Community shows support for those with HIV
SCOTTSBLUFF — Every year, on Dec. 1, the world gathers to unite in the fight against HIV, show their support for people living with HIV and to commemorate people who have died from AIDS complications.
For nearly two decades, the Calico Spirit Group and the Nebraska AIDS Project has been hosting a World AIDS Day event in Scottsbluff where friends, families and loved ones unite in support of Nebraska and Wyoming families living with HIV.
This year’s theme is “Saving lives through leadership and partnerships,” which focuses on the gratitude for having life-saving treatments and the need for equal access for all in need.
“We want to focus on equal access to all people who are in need of health care,” Young said.
The event, which is open to the public, lasts about 75 minutes, a short amount of time to show support.
“It’s really a visible symbol of your support,” she said. “That’s what we’re wanting.”
The event allows supportive people to come and share time with those people whose lives have been impacted by HIV. It helps to let people know there is not a big difference between one person or anyone else in the room.
“It’s a nice way to do tribute to folks who lost children, a brother, sister or a spouse,” Yound said. “To those folks, it’s an outward symbol of community support.”
The Nebraska AIDS Project fights to overcome HIV/AIDS and its stigma through education, supportive services and advocacy. World AIDS Day is part of that overall strategy.
“That’s one of the reasons we do the event is so people know the service is here and that others are also impacted,” Young said.
NAP assists with access to a variety of services, including housing and medical care as well as emotional support services.
Young said she has seen an increase in accessing services over the past few years, but she is not sure if it is because of the increased visibility of NAP, more education, medications that have greatly improved the lives of those living with HIV or a combination of both.
“We have had an increase in the number of people getting services now than any time in the 20 years that I’ve been here,” she said.
Not all of those people are newly diagnosed. They move to the area for work, family or other reasons.
With medication, HIV no longer impacts the quality of life as much as it did in the past. With more people accessing care, the Centers for Disease Control and Prevent have switched to recommending people begin treatment right away instead of taking a wait and see approach.
Education is another key component of NAP, which helps to reduce the stigma associated with HIV. Education also helps to eliminate the idea that people fit into specific groups, thereby making it easier to eliminate funding for access to care or stigmatizes a group because of perceived differences.
“Any time that becomes the general norm, less people will want to step forward to get help,” she said.
Young said in the current political climate, there is a pervasive stigma rising against the LGBTQ community. Stigma has a lot of power, she said. Even when a person has access to care, they may still feel they cannot go. For Young’s clients, if there is a perceived stigma against them, they will internalize it and feel unwelcome regardless of whether it’s blatant or not.
“If I go to that doctor, dentist or psychologist and I feel they will judge me for being gay or having HIV, I’m not going to go,” she said.
The entire concept of World AIDS Day and the events surrounding it is to create a community of support for the person with no family to the person who has generations of support. The sense of community is so that no single person or family is made to feel they are alone in the process, even in western Nebraska.

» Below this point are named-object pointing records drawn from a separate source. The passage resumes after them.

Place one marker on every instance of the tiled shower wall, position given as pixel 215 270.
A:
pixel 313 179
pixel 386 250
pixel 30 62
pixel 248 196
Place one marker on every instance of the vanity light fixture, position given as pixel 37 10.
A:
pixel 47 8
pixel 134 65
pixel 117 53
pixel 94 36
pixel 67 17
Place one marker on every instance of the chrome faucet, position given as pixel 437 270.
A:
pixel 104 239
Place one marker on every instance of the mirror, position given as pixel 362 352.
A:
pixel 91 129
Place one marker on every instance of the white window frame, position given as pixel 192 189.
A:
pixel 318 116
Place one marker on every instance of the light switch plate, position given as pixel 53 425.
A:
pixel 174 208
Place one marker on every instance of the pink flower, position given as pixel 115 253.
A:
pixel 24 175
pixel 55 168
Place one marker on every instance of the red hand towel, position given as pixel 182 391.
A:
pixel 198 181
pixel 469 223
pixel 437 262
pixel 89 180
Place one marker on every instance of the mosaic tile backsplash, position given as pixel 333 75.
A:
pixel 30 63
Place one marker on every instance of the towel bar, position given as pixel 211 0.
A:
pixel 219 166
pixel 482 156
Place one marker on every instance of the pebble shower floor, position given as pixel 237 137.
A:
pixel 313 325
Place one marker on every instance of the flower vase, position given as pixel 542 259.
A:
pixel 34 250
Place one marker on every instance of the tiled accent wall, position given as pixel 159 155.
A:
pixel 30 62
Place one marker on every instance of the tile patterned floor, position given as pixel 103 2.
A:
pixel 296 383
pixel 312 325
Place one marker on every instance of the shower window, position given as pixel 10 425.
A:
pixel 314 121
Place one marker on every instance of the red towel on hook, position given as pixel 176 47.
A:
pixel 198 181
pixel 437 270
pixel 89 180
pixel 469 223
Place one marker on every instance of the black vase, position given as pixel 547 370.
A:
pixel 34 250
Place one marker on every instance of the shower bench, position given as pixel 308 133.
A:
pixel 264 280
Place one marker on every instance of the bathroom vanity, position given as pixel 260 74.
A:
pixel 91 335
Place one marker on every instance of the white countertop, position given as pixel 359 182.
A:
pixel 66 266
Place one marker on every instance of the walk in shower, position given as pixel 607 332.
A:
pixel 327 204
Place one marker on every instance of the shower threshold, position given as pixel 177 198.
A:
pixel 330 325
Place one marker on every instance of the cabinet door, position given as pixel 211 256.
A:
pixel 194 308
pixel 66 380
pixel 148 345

“We are trying to create that sense of community so if they are facing difficult situations or stigma, they are not doing it alone,” Young said. “They can know that they can trust a portion of this community to be understanding or advocates.”
The Calico Spirit Group and NAP will host a World AIDS Day event on Saturday Dec. 1, at the Hampton Inn in Scottsbluff. The event begins at 6:15 p.m. in the Red Rock room. The free event includes time for sharing, entertainment, refreshments, slide show and a candlelight memorial. RSVPs are not required, but are helpful to have an idea of how many people will be attending.